N., my friend, said the experts helping his family cope with Jordan’s condition warned at the outset that he and his wife should expect that Jordan will have problems and struggles equivalent to that of a child who was intellectually disabled — “but nobody’s going to understand this or feel sorry for you,” he quoted them as saying. People can’t wrap their minds around the idea that to be a true genius can be as debilitating in some ways as to be mentally challenged.
It is a difficult concept to grasp, yet to spend time talking to N., and to hear stories about the online community of parents with children like this, is to enter into a tiny subculture that defies all expectations of what genius in children is like. N. relates stories of parents driven to the brink of despair over how to educate their kids, and how to provide for their emotional needs, which are typically intense. Try, he said, to understand what it’s like for kids who are so advanced that they can’t relate to children their own age. But they don’t know why they stand apart; all they know is that they do. They feel like freaks, he said, and in some sense they are freaks. The world tells them that they should just try to get along, and chastises them for being anti-social. N. said that parents often have to endure the well-meaning advice of family members and others who think that they’re coddling these hothouse flower children, and the thing to do is to throw ’em in the pool, so to speak, and to make ’em swim.
“What do you do,” he told me (and I’m reconstructing this conversation from memory), “with a kid who struggles to do basic math, but who discusses ideas integral to the basis for calculus? You look at Jordan and see a basically sweet 11 year old who has no friends and who can’t even remember his times tables. But his math tutor said to us the other day that Jordan brought up on his own basic calculus concepts, things he hadn’t been shown, but intuited on his own. What do you do with a kid like that? He looks to the outside world like a socially maladjusted slacker who is not living up to his potential. People have no idea what’s really going on with this kid, and kids like him.”
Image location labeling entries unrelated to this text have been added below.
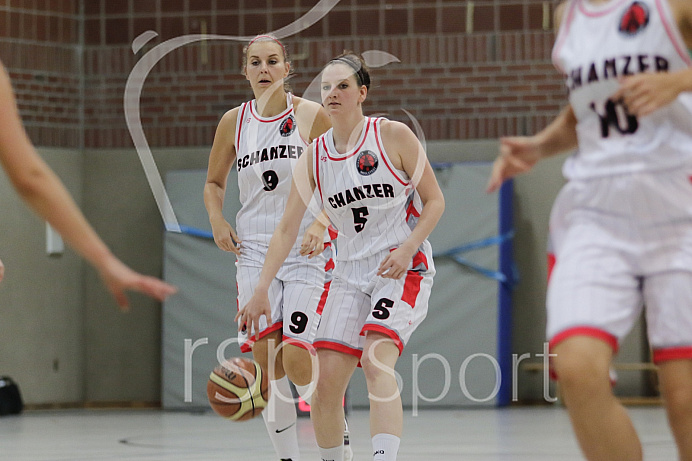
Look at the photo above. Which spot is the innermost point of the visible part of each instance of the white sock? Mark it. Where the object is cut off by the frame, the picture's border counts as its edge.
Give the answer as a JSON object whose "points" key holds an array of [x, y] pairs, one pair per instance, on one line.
{"points": [[385, 447], [306, 392], [332, 454], [280, 418]]}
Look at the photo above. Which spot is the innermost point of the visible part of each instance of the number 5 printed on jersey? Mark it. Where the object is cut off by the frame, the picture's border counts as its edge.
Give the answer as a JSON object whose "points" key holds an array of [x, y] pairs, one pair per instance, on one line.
{"points": [[359, 218]]}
It turns out, says N., that a lot of kids at this level of cognitive ability also have other problems — Asperger syndrome, obsessive-compulsive disorder, and other neurological difficulties. Which only makes coping that much harder.
When I was at the recent Templeton advisors meeting in NYC, I met a scientist whose teenager, now completing a Ph.D. in physics at Caltech, was one of these kids. Normal school was impossible, so they had to homeschool the child. Catering to the child’s emotional needs was as important as meeting the intellectual needs.The scientist told me, “These kids need you more when they’re 14 than they did when they were two.” The stories this scientist told sounded a lot like what my friend N. says: that the struggles these kids and their parents go through are monumental, yet make little or no sense to outsiders — (“What are you complaining about? The kid’s a genius!”) — and the lack of understanding and support only makes them that much harder to endure.